Kedua bola mata Karin membulat. Tak lama kemudian ia berdecak kesal. Ia seolah lupa kalau Wonbin kini sudah menjadi saudara tirinya dan bukan pacarnya lagi. Karin menggaruk belakang lehernya dengan kikuk. Seolah dapat memahami isi hati Karin, Wonbin tersenyum lebar. Ia benar-benar tidak menyangka Karin masih menganggapnya sebagai pacar. Pria itu melirik orang tua mereka sebelum memulai aksinya. Perlahan ia berjalan mendekati Karin sambil tersenyum jahil, membuat gadis itu kelabakan.

"Kamu mau apa Bin?" tanya Karin salah tingkah, perlahan memundurkan badannya, seraya Wonbin mendekat.

"Ohh gitu... Fix ngga bisa ngelupain aku sebagai pacar," goda Wonbin sambil terus berjalan maju.

Karin tertawa sinis tidak percaya. "Aku tuh cuma pengen foto-foto di Namsan Tower! Jangan geer ya! Kita udah putus!"

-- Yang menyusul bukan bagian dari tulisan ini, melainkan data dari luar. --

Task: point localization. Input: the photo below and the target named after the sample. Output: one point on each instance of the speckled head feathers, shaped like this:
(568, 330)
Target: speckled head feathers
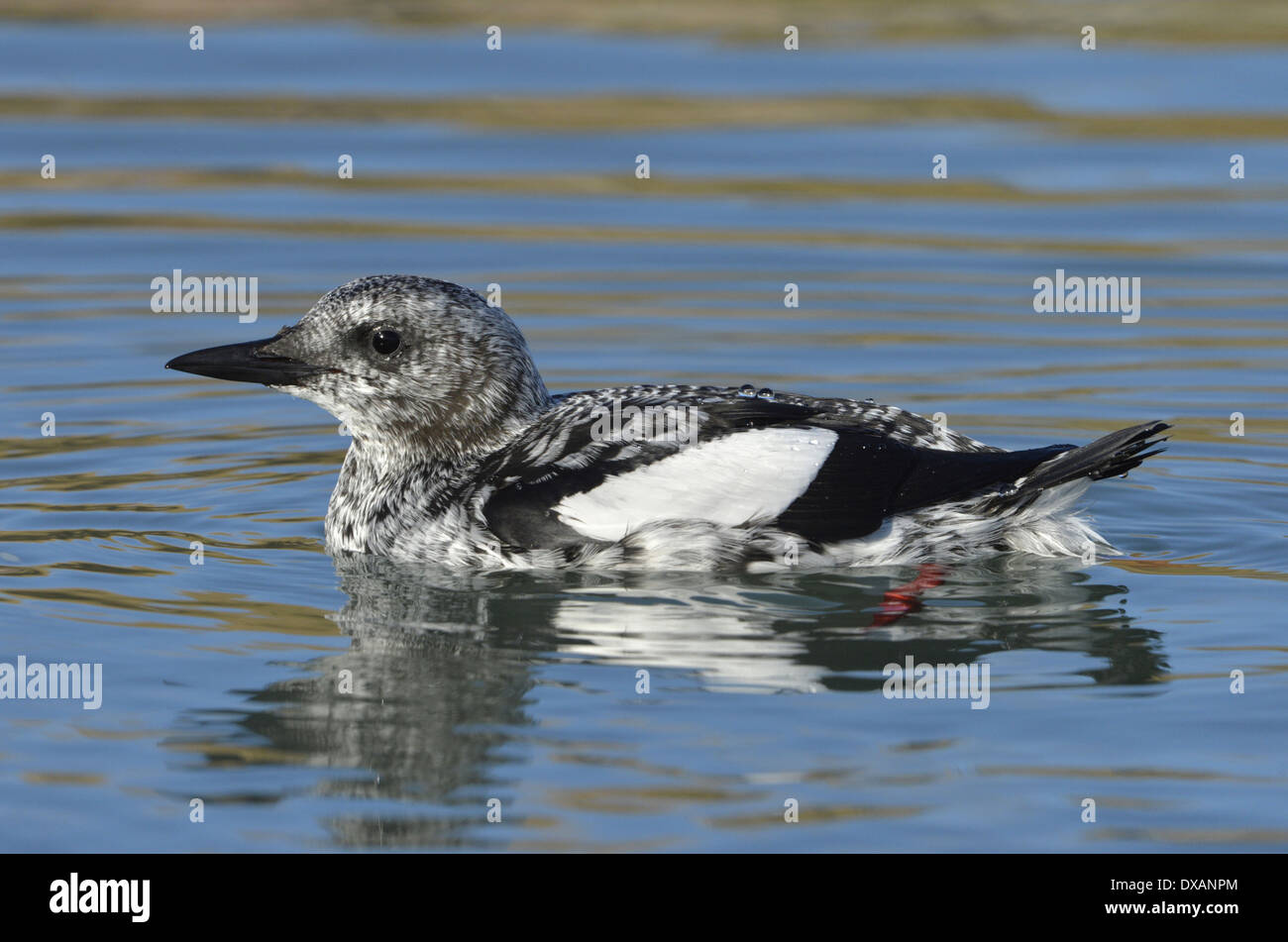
(415, 366)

Wonbin menaikkan sebelah alisnya sambil menahan senyumnya. "Putus? Aku ngga pernah tuh mutusin kamu. Siapa bilang kita putus?"

Karin menghela napas dan meluruskan tangannya ke depan dada Wonbin, menolak pria itu untuk mendekatinya. "Bin, inget! Satu meter! Jaga jarak satu meter! Inget kan kesepakatan kita?"

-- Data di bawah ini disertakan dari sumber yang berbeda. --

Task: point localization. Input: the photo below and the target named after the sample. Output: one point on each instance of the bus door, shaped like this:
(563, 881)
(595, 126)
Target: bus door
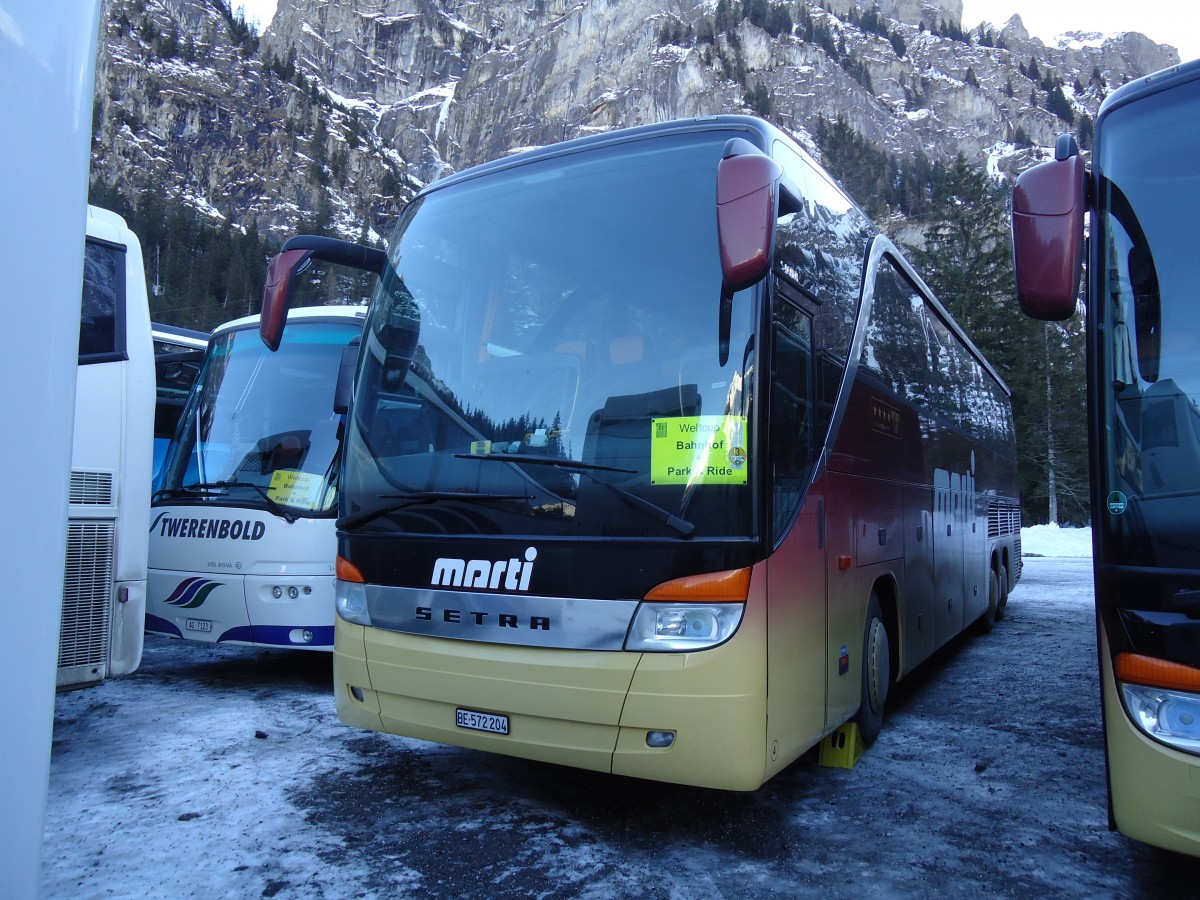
(797, 600)
(949, 549)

"Ngga," jawab Wonbin menggeleng polos lalu tertawa.

Karin tertawa lepas. "Ihhhh sumpah! Ngeselin banget ya ternyata jadi saudara kamu!"

"Ohh gitu... Kesel ya jadi saudara aku? Terus pengennya apa? Tetep jadi pacar?"

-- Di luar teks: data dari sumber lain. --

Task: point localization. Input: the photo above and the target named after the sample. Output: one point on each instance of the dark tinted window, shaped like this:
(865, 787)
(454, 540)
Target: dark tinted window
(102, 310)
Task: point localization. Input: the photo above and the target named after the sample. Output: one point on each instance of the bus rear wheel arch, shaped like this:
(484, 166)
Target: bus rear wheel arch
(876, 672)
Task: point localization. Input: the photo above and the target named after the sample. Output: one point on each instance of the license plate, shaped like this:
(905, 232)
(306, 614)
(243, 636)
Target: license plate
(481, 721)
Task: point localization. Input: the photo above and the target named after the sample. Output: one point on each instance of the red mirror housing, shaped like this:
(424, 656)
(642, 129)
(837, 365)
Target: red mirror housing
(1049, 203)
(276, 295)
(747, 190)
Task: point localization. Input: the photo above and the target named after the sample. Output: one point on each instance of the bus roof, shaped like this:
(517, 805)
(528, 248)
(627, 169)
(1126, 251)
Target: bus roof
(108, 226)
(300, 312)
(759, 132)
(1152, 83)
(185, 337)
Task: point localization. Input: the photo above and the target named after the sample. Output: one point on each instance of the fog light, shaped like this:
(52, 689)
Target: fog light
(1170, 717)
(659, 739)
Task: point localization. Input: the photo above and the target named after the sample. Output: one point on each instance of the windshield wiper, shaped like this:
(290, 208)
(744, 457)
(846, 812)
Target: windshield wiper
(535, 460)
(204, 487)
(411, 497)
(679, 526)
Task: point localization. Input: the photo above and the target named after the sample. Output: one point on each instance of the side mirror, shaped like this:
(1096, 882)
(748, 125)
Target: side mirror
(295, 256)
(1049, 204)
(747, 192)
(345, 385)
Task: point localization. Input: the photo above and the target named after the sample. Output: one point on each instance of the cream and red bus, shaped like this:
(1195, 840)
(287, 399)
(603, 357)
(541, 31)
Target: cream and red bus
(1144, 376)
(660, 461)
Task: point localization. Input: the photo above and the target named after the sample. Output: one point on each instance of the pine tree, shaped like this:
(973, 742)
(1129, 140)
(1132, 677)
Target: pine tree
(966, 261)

"Udah deh Bin! Move on dong!"

Selamanya aku ngga bisa move on, Kar! "Ciee si paling move on! Cepet amat, Neng!"

Aku ngga mungkin bisa move on, Bin! "Pusing ahh! Yuk jalan aja!"

Meskipun kita udah jadi saudara dan banyak batasan, di hati aku, kamu tetap pacar aku, Kar. "Jadi ke Namsan Tower? Izin papa ama bunda dulu!"

Perasaan aku ke kamu tetap sama Bin. Ngga ada yang berubah. Meskipun udah ngga bisa lagi aku tunjukin ke kamu karena status kita sebagai saudara. "Takut! Ntar kita dikira mau nge-date!"

Meskipun pada akhirnya suara hati mereka bertolak belakang dengan apa yang terucap di bibir, mereka berdua memutuskan untuk menjalaninya seperti itu. Meskipun kini mereka berusaha menjaga status mereka yang sekarang, tidak dapat dipungkiri bahwa hati mereka berkata lain. Meskipun kini mereka tidak bisa lagi menunjukkan rasa cinta mereka satu sama lain, mereka telah saling memahami isi hati masing-masing. Bagi mereka, itu sudah cukup.